Auch im Auto-Land USA geht die Angst vor Zöllen um – „VW gehört zu uns“

Kurz vor der US-Reise von EU-Kommissionschef Juncker sind die Fronten im Handelsstreit verhärtet. Dabei waren deutsche Autokonzerne in den USA immer gern gesehen. Dann kam Trump.


Im tiefen Südosten der USA kann niemand etwas mit Donald Trumps Hass auf deutsche Autos anfangen. Hier schmückt sich mit Schwarz-Rot-Gold, wer Kunden locken will.

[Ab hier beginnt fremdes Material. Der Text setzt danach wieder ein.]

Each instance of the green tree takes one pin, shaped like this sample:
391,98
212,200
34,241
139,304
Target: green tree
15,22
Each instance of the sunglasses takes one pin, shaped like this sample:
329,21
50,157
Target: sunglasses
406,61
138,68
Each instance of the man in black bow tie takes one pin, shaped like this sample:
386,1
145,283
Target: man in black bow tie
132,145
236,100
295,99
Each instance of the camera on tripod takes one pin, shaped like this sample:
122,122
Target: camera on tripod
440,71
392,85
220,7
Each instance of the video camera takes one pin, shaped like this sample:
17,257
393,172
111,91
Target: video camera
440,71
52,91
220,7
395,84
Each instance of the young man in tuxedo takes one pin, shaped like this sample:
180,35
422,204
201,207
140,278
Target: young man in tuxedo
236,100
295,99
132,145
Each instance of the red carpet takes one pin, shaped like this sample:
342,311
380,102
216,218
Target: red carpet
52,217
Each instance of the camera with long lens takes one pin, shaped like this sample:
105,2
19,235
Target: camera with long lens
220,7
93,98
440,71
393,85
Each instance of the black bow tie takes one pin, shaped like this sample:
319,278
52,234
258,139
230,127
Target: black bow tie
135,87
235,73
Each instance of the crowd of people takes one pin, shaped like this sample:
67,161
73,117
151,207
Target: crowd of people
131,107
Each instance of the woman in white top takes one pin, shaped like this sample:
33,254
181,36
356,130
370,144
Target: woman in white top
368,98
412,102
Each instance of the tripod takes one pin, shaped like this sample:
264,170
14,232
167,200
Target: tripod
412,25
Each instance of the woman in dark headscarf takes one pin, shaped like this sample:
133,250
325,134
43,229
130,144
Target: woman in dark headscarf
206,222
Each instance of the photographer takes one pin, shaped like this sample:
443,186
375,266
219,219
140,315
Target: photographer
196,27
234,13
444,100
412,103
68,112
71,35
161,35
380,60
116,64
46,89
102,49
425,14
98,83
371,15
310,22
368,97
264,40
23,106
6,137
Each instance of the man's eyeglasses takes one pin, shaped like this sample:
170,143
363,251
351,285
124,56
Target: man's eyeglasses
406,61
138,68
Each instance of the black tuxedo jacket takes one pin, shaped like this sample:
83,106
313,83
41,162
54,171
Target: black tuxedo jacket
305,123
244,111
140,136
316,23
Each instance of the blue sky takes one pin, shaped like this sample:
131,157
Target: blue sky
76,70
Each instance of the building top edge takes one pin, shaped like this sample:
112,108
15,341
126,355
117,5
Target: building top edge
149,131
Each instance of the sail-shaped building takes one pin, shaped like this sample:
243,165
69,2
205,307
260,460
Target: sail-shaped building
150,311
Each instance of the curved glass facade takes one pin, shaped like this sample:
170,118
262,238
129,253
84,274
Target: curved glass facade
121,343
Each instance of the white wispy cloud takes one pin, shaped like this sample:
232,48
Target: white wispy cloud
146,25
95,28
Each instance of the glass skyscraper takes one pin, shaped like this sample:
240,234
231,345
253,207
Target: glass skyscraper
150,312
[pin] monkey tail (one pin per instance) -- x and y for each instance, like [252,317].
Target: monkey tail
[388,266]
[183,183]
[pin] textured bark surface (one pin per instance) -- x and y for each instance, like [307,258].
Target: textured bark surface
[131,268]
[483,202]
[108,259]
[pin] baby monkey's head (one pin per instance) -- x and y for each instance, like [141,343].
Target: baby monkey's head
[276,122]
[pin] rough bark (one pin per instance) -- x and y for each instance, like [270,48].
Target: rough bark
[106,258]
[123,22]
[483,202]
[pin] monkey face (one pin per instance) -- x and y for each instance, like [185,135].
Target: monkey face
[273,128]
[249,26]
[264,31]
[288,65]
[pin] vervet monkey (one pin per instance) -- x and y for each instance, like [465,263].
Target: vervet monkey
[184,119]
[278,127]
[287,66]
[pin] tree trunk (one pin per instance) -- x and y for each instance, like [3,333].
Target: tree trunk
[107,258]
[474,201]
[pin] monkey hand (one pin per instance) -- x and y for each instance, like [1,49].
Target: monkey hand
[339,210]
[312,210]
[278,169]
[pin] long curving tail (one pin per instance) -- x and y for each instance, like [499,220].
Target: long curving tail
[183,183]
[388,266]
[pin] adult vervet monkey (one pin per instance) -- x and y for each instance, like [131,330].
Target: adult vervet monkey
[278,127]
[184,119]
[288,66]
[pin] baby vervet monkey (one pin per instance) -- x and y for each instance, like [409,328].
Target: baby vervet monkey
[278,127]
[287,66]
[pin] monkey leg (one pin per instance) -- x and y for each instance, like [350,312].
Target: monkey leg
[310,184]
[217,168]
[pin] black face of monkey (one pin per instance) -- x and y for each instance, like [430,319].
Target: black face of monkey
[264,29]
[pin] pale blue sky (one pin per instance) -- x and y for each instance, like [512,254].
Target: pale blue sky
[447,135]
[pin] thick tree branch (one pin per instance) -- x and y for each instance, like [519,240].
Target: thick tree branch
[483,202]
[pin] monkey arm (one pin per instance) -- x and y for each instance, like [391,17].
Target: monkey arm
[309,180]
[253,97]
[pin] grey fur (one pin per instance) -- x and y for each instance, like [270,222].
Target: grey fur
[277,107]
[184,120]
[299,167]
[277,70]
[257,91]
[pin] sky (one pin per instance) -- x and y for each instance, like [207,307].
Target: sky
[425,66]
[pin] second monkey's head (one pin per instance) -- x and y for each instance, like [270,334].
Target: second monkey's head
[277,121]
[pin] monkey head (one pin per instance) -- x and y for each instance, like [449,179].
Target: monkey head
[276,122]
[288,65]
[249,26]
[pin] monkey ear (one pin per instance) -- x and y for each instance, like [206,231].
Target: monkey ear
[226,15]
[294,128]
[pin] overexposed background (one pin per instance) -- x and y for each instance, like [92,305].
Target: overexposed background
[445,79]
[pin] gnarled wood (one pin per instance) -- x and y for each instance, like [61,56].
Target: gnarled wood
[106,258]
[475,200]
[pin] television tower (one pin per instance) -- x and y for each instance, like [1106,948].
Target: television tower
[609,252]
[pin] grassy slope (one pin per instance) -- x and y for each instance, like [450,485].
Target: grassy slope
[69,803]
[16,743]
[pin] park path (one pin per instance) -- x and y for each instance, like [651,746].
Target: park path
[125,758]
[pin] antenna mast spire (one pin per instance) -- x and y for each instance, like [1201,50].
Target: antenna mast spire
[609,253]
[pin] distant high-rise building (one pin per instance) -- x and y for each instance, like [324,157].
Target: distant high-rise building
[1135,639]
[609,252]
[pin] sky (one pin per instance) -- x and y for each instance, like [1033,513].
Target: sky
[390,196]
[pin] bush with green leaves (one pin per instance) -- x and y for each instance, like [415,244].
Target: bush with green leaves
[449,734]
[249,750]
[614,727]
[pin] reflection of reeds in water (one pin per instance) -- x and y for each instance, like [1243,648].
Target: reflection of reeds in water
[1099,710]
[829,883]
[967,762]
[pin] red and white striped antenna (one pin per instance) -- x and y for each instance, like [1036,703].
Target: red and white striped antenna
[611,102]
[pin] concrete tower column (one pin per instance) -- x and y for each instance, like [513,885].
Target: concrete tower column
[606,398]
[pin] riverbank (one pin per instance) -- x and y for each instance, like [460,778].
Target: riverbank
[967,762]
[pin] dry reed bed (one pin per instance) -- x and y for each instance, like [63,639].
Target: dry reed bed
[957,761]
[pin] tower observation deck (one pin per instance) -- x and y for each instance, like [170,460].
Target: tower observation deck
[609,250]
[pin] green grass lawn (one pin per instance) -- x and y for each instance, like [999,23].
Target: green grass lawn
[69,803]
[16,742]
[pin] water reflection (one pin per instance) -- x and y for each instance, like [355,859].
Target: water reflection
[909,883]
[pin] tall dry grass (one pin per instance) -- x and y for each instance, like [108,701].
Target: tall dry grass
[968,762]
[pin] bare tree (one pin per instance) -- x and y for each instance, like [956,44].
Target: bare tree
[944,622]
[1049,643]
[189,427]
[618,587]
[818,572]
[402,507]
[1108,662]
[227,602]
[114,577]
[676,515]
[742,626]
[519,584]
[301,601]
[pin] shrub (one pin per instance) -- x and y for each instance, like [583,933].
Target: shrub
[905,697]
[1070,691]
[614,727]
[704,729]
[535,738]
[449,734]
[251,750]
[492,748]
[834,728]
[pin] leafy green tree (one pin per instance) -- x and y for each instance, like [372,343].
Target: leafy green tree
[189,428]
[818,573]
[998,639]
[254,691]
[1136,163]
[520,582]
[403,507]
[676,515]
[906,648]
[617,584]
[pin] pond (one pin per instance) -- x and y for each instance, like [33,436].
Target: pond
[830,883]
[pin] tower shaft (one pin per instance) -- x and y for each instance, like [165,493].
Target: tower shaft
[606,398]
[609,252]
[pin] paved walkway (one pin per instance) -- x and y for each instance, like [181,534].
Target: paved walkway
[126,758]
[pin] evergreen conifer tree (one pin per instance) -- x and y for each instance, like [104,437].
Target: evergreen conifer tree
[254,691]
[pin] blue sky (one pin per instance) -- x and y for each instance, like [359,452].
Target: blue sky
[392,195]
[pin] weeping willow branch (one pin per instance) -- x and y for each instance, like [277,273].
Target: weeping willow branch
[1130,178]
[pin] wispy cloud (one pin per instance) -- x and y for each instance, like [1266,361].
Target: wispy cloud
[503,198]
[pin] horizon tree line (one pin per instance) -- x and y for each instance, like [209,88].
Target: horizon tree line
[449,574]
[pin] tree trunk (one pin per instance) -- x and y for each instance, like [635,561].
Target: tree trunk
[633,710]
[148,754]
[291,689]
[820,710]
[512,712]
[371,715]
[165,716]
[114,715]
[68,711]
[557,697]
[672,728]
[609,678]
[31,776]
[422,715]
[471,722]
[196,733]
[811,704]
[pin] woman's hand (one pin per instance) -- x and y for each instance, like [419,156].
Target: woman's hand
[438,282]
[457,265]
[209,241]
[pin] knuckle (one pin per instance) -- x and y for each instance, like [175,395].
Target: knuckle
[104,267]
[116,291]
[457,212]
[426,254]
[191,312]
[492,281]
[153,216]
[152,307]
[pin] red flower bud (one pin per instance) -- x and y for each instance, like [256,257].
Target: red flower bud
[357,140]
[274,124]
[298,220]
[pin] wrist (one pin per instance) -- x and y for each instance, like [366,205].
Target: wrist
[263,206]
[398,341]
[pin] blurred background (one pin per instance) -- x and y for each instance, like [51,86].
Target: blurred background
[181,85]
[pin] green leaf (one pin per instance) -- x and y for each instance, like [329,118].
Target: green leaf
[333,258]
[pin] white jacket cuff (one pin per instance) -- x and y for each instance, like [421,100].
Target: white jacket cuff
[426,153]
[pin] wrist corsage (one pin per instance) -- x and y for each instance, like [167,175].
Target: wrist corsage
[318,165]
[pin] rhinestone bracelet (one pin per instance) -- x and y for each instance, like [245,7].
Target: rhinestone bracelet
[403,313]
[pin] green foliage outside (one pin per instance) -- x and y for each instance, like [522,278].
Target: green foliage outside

Am Stadtrand von Chattanooga im US-Bundesstaat Tennessee betreibt der 36-jährige Brett Elliott eine Werkstatt, die auf VW, BMW und Mercedes spezialisiert ist. „German Autohaus“ hat er sie genannt. „Ich wollte einen einprägsamen, flotten Namen. Außerdem gehen deutsche Autos immer.“

Sein Großvater verkaufte in den Sechzigern Autos von Volkswagen und Porsche, das Geschäft mit den deutschen Marken läuft noch immer gut. „Meine Umsätze verdoppeln sich jedes Jahr“, sagt Elliott. Er ist Kleinunternehmer, lebt von Stammkunden – und von der Nähe zur VW-Fabrik, die nur ein paar Meilen entfernt ist.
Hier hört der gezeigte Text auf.